For each round of filling, we can just choose the index as the current number of rooms that have been found so far, starting with ~0~ for the first room. We will also keep track of the area for each room (incrementing it whenever we reach a cell). At the end of filling each room, we record the index of the room associated with its area.

Next, we should determine the initial ranks of the rooms. To do this efficiently, we must first sort the rooms in non-increasing order of size, which can be done in ~\mathcal O(K \log K)~ time. To do this in most languages, we can encapsulate the room data into pairs of ~(\text{area}, \text{index})~ and define a comparator for the sorting function to compare by the sizes rather than the room indices. Finally, their ranks can be computed in ~\mathcal O(K)~ time with a single sweep through them, ensuring that each room ~i~ gets the same rank as the previous room if they're of equal area, or a rank of ~i~ otherwise. When there are only type-1 events, nothing more is required – each event ~i~ can be processed by looking up the index of the room that cell ~(A_i, B_i)~ is part of, and then looking up that room's rank.

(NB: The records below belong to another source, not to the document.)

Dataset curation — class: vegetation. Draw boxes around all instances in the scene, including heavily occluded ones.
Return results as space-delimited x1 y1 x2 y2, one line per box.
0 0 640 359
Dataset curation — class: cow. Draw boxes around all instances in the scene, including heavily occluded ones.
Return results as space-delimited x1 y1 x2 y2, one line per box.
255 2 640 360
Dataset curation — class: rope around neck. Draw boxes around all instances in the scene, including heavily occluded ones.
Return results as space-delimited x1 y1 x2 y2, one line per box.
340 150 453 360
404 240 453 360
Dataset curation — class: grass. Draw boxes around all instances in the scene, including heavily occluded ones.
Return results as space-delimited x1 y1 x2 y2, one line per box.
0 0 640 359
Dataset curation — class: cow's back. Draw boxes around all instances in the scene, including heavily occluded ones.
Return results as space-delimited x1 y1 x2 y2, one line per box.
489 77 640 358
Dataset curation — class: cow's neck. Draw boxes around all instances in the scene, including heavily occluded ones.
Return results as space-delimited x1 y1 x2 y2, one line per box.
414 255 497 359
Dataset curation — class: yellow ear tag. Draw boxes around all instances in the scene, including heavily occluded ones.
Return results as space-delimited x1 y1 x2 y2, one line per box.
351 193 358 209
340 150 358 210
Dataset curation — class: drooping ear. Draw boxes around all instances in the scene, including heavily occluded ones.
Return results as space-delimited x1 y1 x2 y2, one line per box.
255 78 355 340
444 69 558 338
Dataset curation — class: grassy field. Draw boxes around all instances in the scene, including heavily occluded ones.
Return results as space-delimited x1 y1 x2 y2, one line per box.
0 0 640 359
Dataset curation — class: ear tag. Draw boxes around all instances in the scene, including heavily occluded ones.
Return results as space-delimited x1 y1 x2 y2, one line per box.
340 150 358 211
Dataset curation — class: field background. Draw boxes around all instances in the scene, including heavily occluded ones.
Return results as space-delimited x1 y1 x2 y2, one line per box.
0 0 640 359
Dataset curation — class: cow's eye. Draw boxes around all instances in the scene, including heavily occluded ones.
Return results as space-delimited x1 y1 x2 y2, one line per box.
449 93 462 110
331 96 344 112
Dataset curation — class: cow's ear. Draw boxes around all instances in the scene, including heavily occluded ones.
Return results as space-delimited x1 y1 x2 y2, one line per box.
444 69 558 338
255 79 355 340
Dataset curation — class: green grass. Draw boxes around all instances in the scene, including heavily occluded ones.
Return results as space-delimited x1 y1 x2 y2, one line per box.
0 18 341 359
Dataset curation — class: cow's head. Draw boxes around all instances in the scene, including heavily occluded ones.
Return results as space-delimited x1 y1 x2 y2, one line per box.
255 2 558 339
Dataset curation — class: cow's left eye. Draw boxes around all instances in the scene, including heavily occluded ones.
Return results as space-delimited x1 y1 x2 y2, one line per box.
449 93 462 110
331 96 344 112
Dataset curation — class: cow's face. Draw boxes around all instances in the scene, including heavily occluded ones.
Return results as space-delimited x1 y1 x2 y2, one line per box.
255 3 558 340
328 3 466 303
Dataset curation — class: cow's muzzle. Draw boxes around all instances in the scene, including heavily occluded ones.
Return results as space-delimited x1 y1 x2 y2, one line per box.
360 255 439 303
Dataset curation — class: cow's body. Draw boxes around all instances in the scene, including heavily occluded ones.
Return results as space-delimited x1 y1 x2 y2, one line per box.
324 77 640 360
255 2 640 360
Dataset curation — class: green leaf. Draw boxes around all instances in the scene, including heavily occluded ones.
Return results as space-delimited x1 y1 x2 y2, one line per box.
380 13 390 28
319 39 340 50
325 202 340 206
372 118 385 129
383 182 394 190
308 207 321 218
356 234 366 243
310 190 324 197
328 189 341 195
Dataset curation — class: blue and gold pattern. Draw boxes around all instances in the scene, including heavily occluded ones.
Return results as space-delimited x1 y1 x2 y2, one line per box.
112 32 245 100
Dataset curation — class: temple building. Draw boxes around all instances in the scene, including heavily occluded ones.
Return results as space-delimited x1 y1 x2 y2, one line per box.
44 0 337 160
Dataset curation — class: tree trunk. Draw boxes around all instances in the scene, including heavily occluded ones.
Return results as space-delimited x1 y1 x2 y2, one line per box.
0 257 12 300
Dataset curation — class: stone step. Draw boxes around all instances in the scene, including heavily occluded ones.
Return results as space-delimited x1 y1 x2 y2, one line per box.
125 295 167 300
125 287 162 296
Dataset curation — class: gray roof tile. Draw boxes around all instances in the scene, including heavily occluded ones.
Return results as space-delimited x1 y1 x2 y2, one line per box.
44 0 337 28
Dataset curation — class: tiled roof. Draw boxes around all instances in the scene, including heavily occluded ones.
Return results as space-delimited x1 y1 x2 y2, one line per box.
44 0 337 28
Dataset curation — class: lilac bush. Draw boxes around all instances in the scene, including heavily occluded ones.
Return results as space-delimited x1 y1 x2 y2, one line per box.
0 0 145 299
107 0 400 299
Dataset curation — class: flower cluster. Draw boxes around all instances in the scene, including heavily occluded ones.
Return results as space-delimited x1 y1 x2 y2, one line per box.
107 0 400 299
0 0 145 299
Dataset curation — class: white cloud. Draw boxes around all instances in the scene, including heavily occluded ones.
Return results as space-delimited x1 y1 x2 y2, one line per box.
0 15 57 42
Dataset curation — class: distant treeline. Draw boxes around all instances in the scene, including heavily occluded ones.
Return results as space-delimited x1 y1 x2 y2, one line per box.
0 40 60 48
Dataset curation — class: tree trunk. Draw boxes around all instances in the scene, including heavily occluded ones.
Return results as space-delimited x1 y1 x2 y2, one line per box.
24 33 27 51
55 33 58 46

However, type-2 events make things trickier, as they can cause various rooms' ranks to change. That being said, there's no need to re-compute the ranks of all rooms – it can be observed that, when a room is eliminated, the only effect is that the ranks of all rooms with strictly smaller sizes decrease by ~1~. Since there are ~\mathcal O(K)~ such rooms each time, processing all ~N~ events has a time complexity of ~\mathcal O(NK)~. Since ~N \le 3000~ and ~K \le \frac{RC}{2}~ (~\frac{RC}{2}~ is as large as ~\frac{1000 \times 1000}{2} = 500\,000~), that yields roughly ~500\,000 \times 3\,000 = 1.5~ billion steps. So, even with this observation, looping over all such rooms and updating their ranks is too slow for full marks.

However, this logic can be rearranged as follows: a room's rank is equal to its initial rank, minus the number of strictly larger rooms which have been eliminated so far. Instead of keeping the ranks of every room up to date, we can instead handle each event by looping over all previous type-2 events and counting the number of larger rooms which were targeted in them (taking care to not double-count rooms which were targeted multiple times). This yields a time complexity of ~\mathcal O(RC+N^2)~. Plugging in the upper bounds for ~R~, ~C~ and ~N~, we are in the ballpark of ~1000 \times 1000 + 3000^2~, or roughly ~10~ million steps, which is acceptable.

Finally, it's worth noting that this problem can be solved even more efficiently, in ~\mathcal O(RC + N \log K)~ time, by using an advanced data structure such as a binary indexed tree to speed up the step of counting previously-eliminated larger rooms from ~\mathcal O(N)~ to ~\mathcal O(\log K)~ running time.